Your aim should be to even out those spoke tensions to bring down the DS tension and up the NDS
-less chance of a spoke pulling through on the DS when the wheel is loaded
-less chance of the spokes completely unloading on the NDS when they're at the bottom of the wheel's cycle (which leads to a. increased spoke fatigue and b. spokes that lose tension easily (unless the thread is threadlocked with linseed or akin) and therefore an unstable wheel)


All the best, I


thanks for the link. :thumbup:

I relace the wheel with radial (ds) and cross 2x (nds) and see if it makes any difference.
Is a 38mm rim a better choice for the rear? :noidea:

Illuminate
Posts: 404
Joined: Mon May 24, 2010 4:18 am
Location: Australia

by Illuminate

To be honest, I would run it by some other experienced wheel builders on the forum to get their opinion. Zen... Wheelbuilder...

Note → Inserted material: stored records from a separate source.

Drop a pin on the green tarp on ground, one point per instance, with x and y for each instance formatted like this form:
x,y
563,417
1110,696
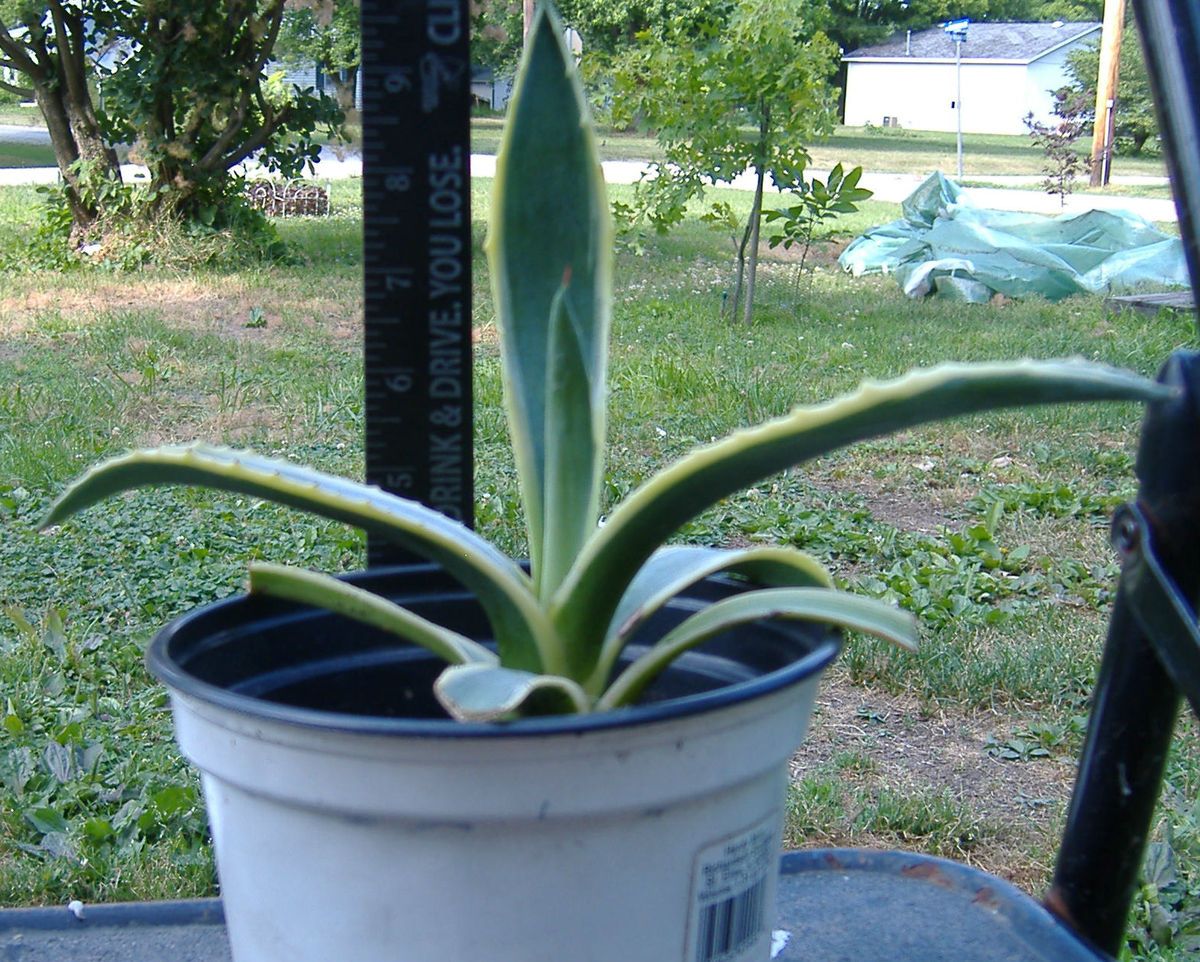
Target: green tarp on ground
x,y
945,246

If you do undertake the build, would it be possible to keep us updated with the new tensions and also wheel durability (probably over the in WB thread).

Many thanks!
I

Everhard
Posts: 8
Joined: Wed Nov 03, 2010 10:44 pm

by Everhard

I did just post in the 50mm thread - as I said there nothing to report yet, I have just got the rims, they look good will report more when I start building them up.

That said I wish they would make an 80mm or 90mm deep rim in the 'light version'... Would love to build a set for the tt/ bike.
E.

Adamd
Posts: 32
Joined: Sun Oct 10, 2010 8:59 pm

by Adamd

Did the majority of folks who got the 20mm rims build them up themselves, have a local do it, or send them away to get built?